JIM CONDOS: We immediately sent that down to the Department of Homeland Security and to the Center for Internet Security for review.
FESSLER: And federal authorities discovered similar incidents in other states.
CONDOS: Immediately, they were able to send out a message to all 50 states to alert them to this. And so that's the kind of - the sense that we had that the communication level had improved tremendously.
FESSLER: Certainly a far cry from 2016 when state and local election officials and federal authorities barely knew that each other existed. Since then, there's been a constant flow of communications, cybersecurity training and equipment upgrades to protect against another attack. In Illinois, where Russians successfully broke into the state voter registration database and stole the information of half a million voters, the state has hired what are called cyber navigators to help county election offices strengthen their defenses.
MATT DIETRICH: We do not want one of those 108 local election authorities to be a weak link that gets targeted and gets hacked into.
FESSLER: Matt Dietrich, a spokesman for the state election board, says that could undermine public confidence in an entire election.
DIETRICH: They only have to get into one system to say they're in all of them.
FESSLER: Which keeps a lot of election officials up at night - David Stafford is supervisor of elections in Escambia County, Fla., a state that appears to be a special target for Russia. The Mueller report said the FBI believes that hackers gained access to one county computer system, which hadn't been publicly known before.

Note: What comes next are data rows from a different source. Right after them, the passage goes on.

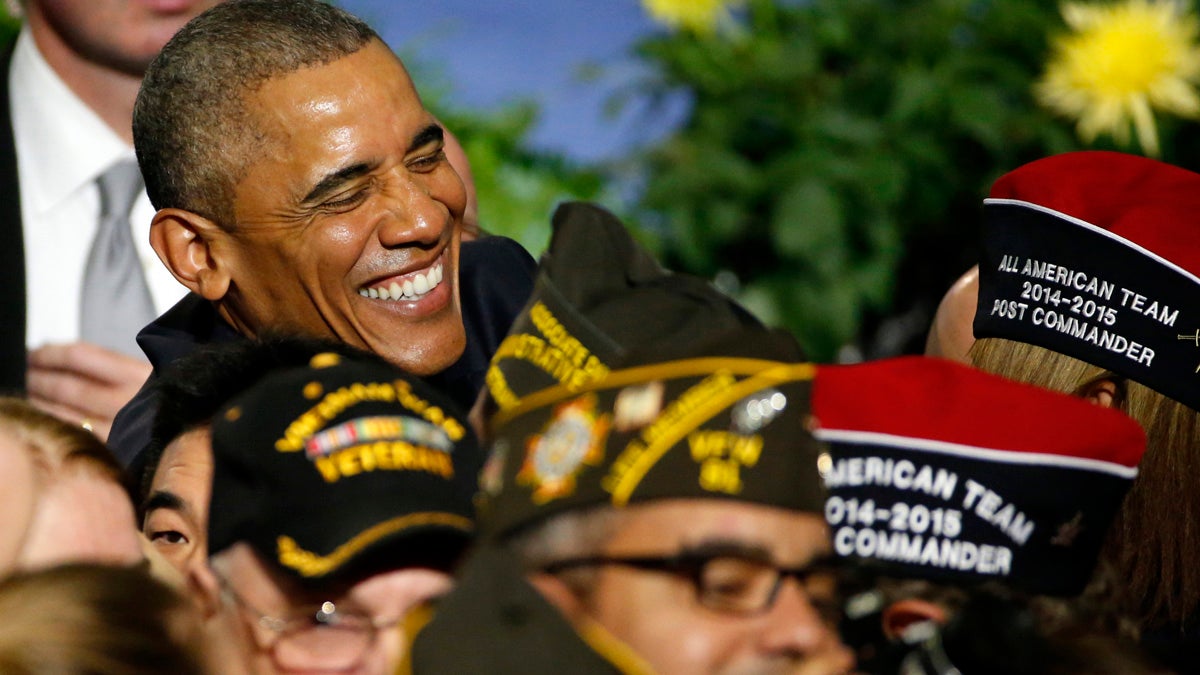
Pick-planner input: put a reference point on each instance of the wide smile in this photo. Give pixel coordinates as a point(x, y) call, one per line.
point(408, 287)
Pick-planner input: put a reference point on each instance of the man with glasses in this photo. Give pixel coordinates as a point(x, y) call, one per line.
point(657, 507)
point(341, 499)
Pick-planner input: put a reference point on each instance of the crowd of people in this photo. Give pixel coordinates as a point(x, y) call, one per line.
point(370, 437)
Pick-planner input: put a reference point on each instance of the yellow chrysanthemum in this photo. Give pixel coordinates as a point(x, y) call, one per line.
point(1120, 64)
point(699, 16)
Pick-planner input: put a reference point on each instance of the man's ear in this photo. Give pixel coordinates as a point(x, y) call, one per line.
point(187, 244)
point(204, 589)
point(901, 614)
point(1104, 393)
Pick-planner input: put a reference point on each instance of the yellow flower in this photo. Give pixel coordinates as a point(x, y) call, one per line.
point(1120, 64)
point(699, 16)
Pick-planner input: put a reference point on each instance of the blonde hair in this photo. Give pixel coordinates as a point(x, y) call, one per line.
point(55, 444)
point(89, 619)
point(1155, 538)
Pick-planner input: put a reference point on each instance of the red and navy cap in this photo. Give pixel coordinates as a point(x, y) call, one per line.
point(1096, 255)
point(939, 471)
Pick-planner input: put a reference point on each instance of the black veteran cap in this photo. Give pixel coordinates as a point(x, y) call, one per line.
point(597, 296)
point(342, 465)
point(717, 417)
point(943, 472)
point(1095, 255)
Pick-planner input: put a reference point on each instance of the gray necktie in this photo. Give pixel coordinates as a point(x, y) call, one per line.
point(115, 299)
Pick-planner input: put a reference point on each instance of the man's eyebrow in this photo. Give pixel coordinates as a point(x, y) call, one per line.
point(429, 135)
point(162, 499)
point(729, 545)
point(335, 179)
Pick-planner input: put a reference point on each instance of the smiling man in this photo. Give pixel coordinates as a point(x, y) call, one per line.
point(303, 186)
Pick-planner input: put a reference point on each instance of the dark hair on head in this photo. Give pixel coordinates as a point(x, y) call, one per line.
point(193, 388)
point(191, 127)
point(96, 619)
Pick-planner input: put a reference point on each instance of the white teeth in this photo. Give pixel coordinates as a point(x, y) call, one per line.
point(413, 287)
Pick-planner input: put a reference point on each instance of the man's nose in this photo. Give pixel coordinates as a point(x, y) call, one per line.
point(793, 623)
point(414, 215)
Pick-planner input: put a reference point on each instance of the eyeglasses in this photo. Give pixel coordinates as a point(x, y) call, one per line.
point(323, 638)
point(729, 579)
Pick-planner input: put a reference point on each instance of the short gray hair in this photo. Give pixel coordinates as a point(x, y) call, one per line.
point(191, 127)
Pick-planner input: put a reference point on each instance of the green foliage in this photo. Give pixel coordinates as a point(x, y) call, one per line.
point(517, 187)
point(838, 150)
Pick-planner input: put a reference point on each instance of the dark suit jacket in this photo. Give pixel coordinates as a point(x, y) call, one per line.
point(12, 249)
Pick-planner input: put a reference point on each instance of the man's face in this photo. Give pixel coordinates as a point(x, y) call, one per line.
point(660, 617)
point(348, 219)
point(82, 517)
point(177, 509)
point(384, 598)
point(124, 35)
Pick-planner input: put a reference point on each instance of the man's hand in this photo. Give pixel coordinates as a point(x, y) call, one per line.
point(83, 383)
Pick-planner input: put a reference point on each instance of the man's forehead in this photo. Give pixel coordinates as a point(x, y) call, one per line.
point(699, 521)
point(191, 451)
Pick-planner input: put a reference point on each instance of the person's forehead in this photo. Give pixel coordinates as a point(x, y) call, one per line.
point(185, 469)
point(190, 453)
point(319, 93)
point(682, 523)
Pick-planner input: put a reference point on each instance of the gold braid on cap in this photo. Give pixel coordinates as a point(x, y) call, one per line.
point(759, 375)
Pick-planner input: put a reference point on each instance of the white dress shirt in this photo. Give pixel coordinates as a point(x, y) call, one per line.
point(61, 148)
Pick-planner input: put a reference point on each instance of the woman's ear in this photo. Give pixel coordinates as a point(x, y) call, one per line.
point(901, 614)
point(187, 244)
point(1104, 393)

DAVID STAFFORD: But I don't think anybody is resting on their laurels and thinking that, OK we've licked this. And so now we can move on to the next issue. I think that it's all hands on deck.
FESSLER: Stafford notes that Florida has purchased what are called Albert sensors for each county, which allow their computer systems to be constantly monitored for signs of an attack. Other states are spending millions of dollars provided by Congress last year on new voting equipment and training. Matt Masterson of the Department of Homeland Security says another big focus will be figuring out how to fight the kind of disinformation campaign that Russia waged in 2016.
MATT MASTERSON: To help Americans understand what disinformation and foreign influence looks like. What are those tactics and techniques? - and how to go to trusted sources or understand the information that they're reading in that environment.
FESSLER: The details for this public outreach effort are still being worked out. Masterson says the big fear is that misinformation about things like election results could cause as much if not more chaos as tampering with votes. Still, some cybersecurity experts think the government isn't doing nearly enough.
JAKE BRAUN: We're, essentially, just as vulnerable as we were in 2016.
FESSLER: Jake Braun heads the Cyber Policy Initiative at the University of Chicago and is co-founder of the DEF CON Voting Machine Hacking Village, which exposed security flaws in equipment used around the country. Braun says many places still use insecure equipment. He's disturbed that President Trump hasn't made clear that those who tamper with those systems will be held to account.
BRAUN: Probably the number one conclusion I've come to in the last several years of working on this is that our elections are, essentially, unsecureable and that without a really strong and clear deterrence policy in place from the White House, the bad guys are going to do what they want to do.
FESSLER: He and others hope to make that as difficult as possible.